Coffin affair
- Date: June 1953; 73 years ago
- Location: Gaspésie, Canada;
- Deaths: 4, including Wilbert Coffin

= Coffin affair =

Event in Canadian history

The Coffin affair was an event in Canadian history in which a man named Wilbert Coffin was hanged for the murder of three men. The affair started in June 1953 in Gaspésie when three men from Pennsylvania were reported missing. Their bodies were found a month later deep in the woods 60 km from the nearest town.

==Trial and execution==
The main suspect in the case was Wilbert Coffin, who was found to have many items belonging to the men in his possession. Coffin was sent to trial in July 1954 and though the evidence against him was mostly circumstantial, he was convicted of one count of murder (as the penal code prohibited multiple convictions of murder in the same trial). On August 5 he was sentenced to hang.

An appeal to the Quebec Court of Queen's Bench was dismissed. Coffin's application for leave to appeal to the Supreme Court of Canada was turned down but the federal Cabinet submitted a reference question to that Court asking: "If the application made by Wilbert Coffin for leave to appeal to the Supreme Court of Canada had been granted on any of the grounds alleged on the said application, what disposition of the appeal would now be made by the court?"

The federal government's decision to take the question to the Supreme Court of Canada caused tension with the government of the province of Quebec. The Supreme Court answered that it would have upheld the conviction of Coffin: Reference re Regina v. Coffin, [1956] S.C.R. 191.

Coffin was hanged at Montreal's Bordeaux Prison on February 2, 1956 at 12:01 AM.

But the story did not end with Coffin's death. Jacques Hébert, a reporter during the trial and later a senator, published two books on the matter: Coffin était innocent (1958) and J'accuse les assassins de Coffin (1963).

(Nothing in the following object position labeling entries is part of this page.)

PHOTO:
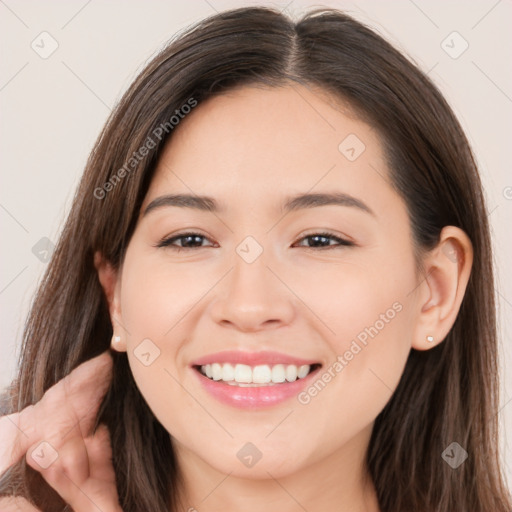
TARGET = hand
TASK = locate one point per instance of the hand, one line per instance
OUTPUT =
(55, 436)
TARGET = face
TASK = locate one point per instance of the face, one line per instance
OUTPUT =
(269, 283)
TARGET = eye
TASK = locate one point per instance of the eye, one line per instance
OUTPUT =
(320, 238)
(188, 241)
(194, 241)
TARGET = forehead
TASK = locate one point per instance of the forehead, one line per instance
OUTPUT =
(256, 142)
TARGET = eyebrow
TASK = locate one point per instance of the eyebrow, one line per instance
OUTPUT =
(298, 202)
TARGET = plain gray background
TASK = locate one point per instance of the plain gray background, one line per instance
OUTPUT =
(53, 107)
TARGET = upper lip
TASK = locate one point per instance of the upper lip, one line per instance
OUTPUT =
(251, 358)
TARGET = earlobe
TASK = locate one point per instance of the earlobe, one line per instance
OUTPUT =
(110, 282)
(447, 271)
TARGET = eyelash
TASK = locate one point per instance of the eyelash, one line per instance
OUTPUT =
(168, 242)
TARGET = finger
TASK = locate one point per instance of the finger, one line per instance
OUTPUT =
(68, 464)
(14, 440)
(73, 401)
(16, 504)
(83, 390)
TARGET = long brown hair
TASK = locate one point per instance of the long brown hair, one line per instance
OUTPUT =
(446, 394)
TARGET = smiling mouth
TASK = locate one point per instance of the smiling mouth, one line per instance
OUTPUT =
(243, 375)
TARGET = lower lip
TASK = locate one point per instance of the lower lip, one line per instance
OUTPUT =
(254, 397)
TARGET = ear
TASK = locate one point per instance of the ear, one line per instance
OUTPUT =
(111, 284)
(447, 271)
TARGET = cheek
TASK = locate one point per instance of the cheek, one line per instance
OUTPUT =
(370, 320)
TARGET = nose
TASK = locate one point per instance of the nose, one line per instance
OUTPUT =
(253, 297)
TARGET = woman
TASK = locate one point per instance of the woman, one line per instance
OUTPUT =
(332, 346)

Hébert's 1963 book caused such controversy that the provincial government established a Commission of Inquiry into the case. Headed by judge Roger Brossard with Jules Deschênes as Counsel to the Commission, over 200 witnesses were interviewed. The commission found that Coffin did receive a fair trial.

In 1979, filmmaker Jean-Claude Labrecque made a feature film on the matter entitled L'Affaire Coffin. It was released on September 10, 1980. Other documents inspired by the Coffin case include Dale Boyle's song "The Wilbert Coffin Story" and the Alton Price book, To Build A Noose, which reflects Price's intensive research on the case.

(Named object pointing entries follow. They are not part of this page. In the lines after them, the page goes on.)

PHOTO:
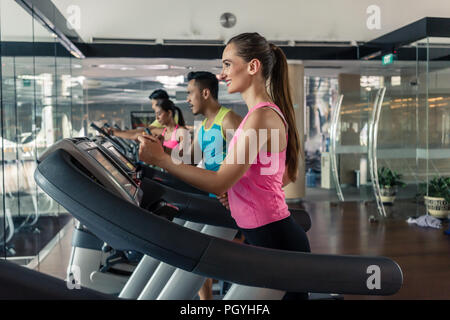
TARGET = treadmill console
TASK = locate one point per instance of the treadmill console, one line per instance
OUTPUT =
(108, 163)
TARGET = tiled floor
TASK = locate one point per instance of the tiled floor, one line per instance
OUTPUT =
(55, 264)
(344, 228)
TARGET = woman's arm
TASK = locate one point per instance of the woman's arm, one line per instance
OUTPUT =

==Recent interest and debate==
In 2006, 50 years after Coffin's hanging, four generations of his family commemorated his death at his graveside. That week, the Association in Defence of the Wrongly Convicted announced it was studying the case. The director of client services for the association called Coffin's case "a blot on the criminal justice system."

The coroner at the time, Lionel Rioux, told the news media that he believes Coffin was innocent. Rioux accused Maurice Duplessis, premier of Quebec at the time, of making Coffin into a scapegoat for the killings of foreign tourists. Rioux held a coroner's inquest at which Coffin testified. Rioux says that the provincial government destroyed the transcript of Coffin's testimony. Coffin did not testify at his trial. Speaking in 2006, prominent Canadian criminal lawyer Edward Greenspan blamed Coffin's trial lawyer, Raymond Maher who suffered from alcoholism and was drunk for the majority of the trial, for keeping Coffin out of the witness box: "It was incompetence with a capital I," Greenspan said of Maher. "It's the worst case of lawyering I've ever seen." Investigators also had a picture of Coffin with a noose drawn onto his neck on the wall.

At the time Coffin was hanged, he had an 8-year-old son. The child's mother wanted to marry Coffin before the execution, but Duplessis denied permission and said it would not be "decent."

In a 384-page book titled L'affaire Coffin: Une supercherie? (translation: The Coffin Affair: A Frame-Up?) published by Wilson & Lafleur in Montreal, Clément Fortin, a retired attorney and law professor, proceeded to re-establish the facts. Given the evidence presented to the Percé jurors in 1954, Fortin concluded that they were justified to render a verdict of guilty as charged. In 1964, the Royal Commission of Enquiry on the Coffin Affair reached the same conclusion.